I've read the passages that you posted in a separate message before. But thanks for them.
 
I don't know if the word "reformism" is very useful (thus my quotation marks), so I'll drop it.
 
It may be that there are shared elements in Marx's and Keynes' abstract ethical and psychological conceptions, but the fact that their political-economic conceptions were so different suggests that it's wrong to equate the two thinkers. Two people can share abstract principles (e.g., Marx and Aristotle) while disagreeing profoundly (e.g., the issue of slavery). (Oh no! I've opened the Aristotle-on-slavery can of worms! Some pedant will argue that Ari really _didn't_ support slavery if you read him carefully, from the right philosophical perspective, and in the original Greek. Please humor me. Please.)
 
I'd say that on the _political-economic_ level (what I think is the relevant level), there are at least three differences between Marx and Keynes:
 
(1) M believed in changing capitalism by replacing it with a democratic and collectivist mode of production, whereas K was much more of a meliorist. The latter had moved leftward toward the Fabian society in his politics during the 1930s, in response to a period when alternatives to liberal capitalism (the USSR mode of production (bureaucratic socialism), fascism) were becoming extremely popular. He aimed to reform capitalism as much as possible but to save as much of the "good stuff" (not his phrase) as possible.
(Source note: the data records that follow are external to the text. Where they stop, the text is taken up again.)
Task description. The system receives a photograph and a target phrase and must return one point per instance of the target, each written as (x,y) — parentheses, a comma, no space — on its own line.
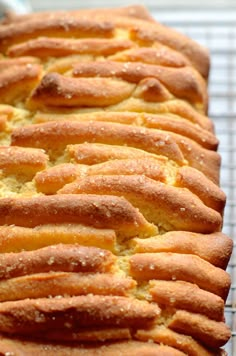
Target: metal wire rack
(214,27)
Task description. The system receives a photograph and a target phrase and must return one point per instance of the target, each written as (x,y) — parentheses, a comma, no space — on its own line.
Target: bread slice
(110,206)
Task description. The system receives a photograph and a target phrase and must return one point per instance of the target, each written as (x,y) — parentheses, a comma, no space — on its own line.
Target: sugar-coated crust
(57,47)
(56,284)
(215,248)
(164,122)
(22,160)
(179,295)
(96,210)
(110,205)
(182,82)
(65,258)
(175,266)
(60,134)
(134,348)
(187,344)
(41,315)
(17,81)
(206,331)
(58,90)
(154,200)
(17,238)
(53,27)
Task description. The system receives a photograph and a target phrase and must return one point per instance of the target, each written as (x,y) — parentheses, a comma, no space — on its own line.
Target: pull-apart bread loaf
(110,206)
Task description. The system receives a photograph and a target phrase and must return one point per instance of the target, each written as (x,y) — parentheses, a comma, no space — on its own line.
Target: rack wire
(215,28)
(217,32)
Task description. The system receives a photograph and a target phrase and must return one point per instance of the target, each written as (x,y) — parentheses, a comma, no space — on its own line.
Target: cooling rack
(216,29)
(214,26)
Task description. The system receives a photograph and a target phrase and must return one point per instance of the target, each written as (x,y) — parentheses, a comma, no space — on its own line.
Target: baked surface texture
(110,206)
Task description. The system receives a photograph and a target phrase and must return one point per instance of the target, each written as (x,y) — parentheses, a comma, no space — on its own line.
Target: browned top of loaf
(111,237)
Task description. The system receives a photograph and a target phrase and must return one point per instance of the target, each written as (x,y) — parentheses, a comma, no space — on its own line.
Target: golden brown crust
(134,348)
(185,343)
(182,82)
(59,134)
(119,104)
(18,81)
(16,238)
(93,210)
(6,62)
(25,161)
(162,122)
(179,295)
(53,27)
(95,153)
(204,188)
(51,180)
(209,332)
(57,47)
(54,284)
(198,55)
(159,55)
(57,90)
(166,206)
(175,266)
(215,248)
(41,315)
(64,258)
(54,178)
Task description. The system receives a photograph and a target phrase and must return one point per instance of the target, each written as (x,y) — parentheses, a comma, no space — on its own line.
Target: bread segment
(110,205)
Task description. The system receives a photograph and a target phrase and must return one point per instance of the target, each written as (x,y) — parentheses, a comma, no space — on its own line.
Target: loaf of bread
(110,205)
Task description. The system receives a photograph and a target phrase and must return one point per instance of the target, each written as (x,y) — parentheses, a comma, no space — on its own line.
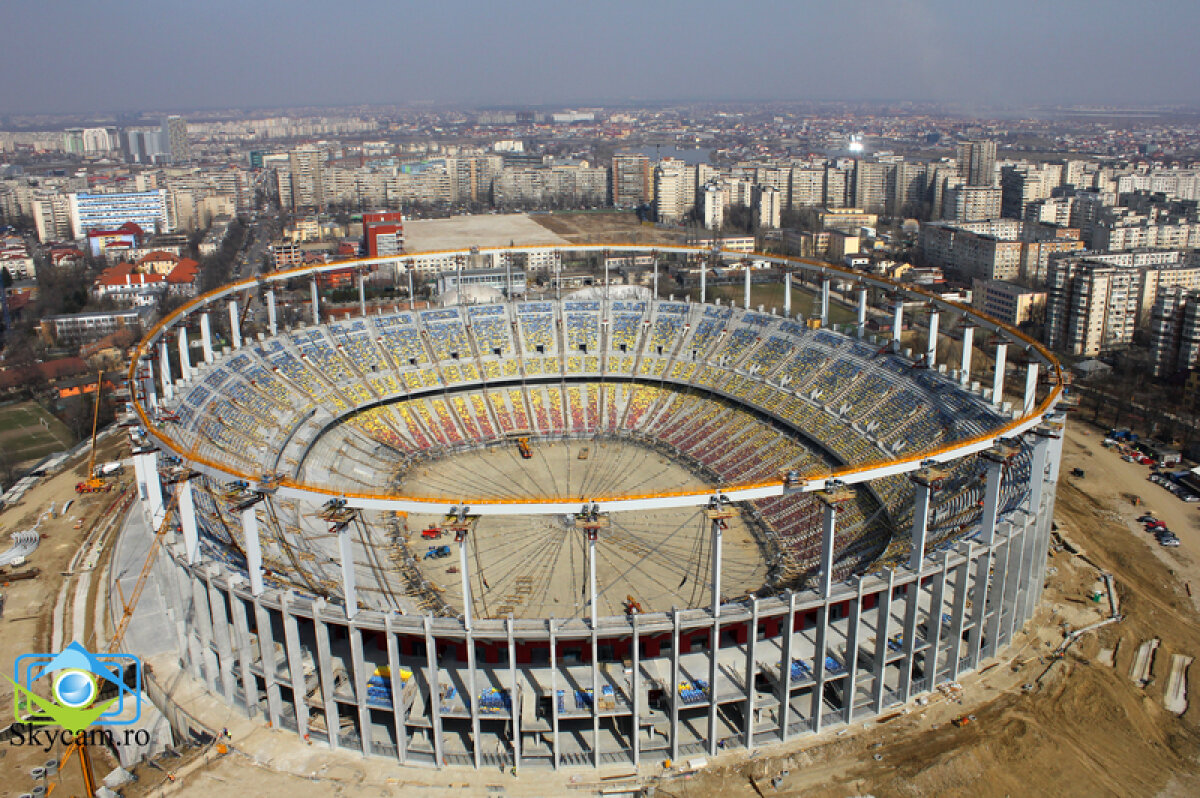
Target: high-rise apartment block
(1175,331)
It's not so wrong to say that K wanted to reform capitalism in order to save it.
 
(2) Whereas K wanted to get rid of the rentiers (if necessary), M wanted to get rid of the entire capitalist class. K seems akin to Saint-Simon, who included the industrial capitalists as part of the "producers" (along with the normally-defined working class) and wanted to replace the non-producers (rentiers, aristocrats, etc.) with experts. K usually is more moderate though, wanting to subordinate "speculation" to "industry" rather than getting rid of speculation altogether. On the other hand, M wanted to subordinate the experts to democratic control by the working class. 
 
Put another way, whereas K thought that (maybe) interest income could be driven to zero, M wanted to get rid of surplus-value (industrial and commercial profit, interest, land-rent). K's attitude toward interest seems akin to Henry George's attitude toward land-rent: capitalism can be improved by getting rid of it.
 
(3) Whereas K wanted a greater amount of collectivism (state control over the economic process), Marx also wanted to have strong democratic control over the state (so that eventually it would "wither away," abolishing the distinction between the people and the state). It should be noted that K seems to have praised German capitalism in the 1936 introduction to the German translation of the GENERAL THEORY. This seems to reflect his valuation of issues of "efficiency" over those of democracy. Here's the relevant quote:
 
>The theory of aggregated production, which is the point of the following book, nevertheless can be much easier adapted to the conditions of a totalitarian state [eines totalen Staates] than the theory of production and distribution of a given production put forth under conditions of free competition and a large degree of laissez-faire. < (from http://www.blancmange.net/tmh/articles/foregt.html)
 
That said, I really admire K's economics. I've learned more from him than from the vast majority of economists. Among other things he allowed the filling of a lot of holes in M's economics.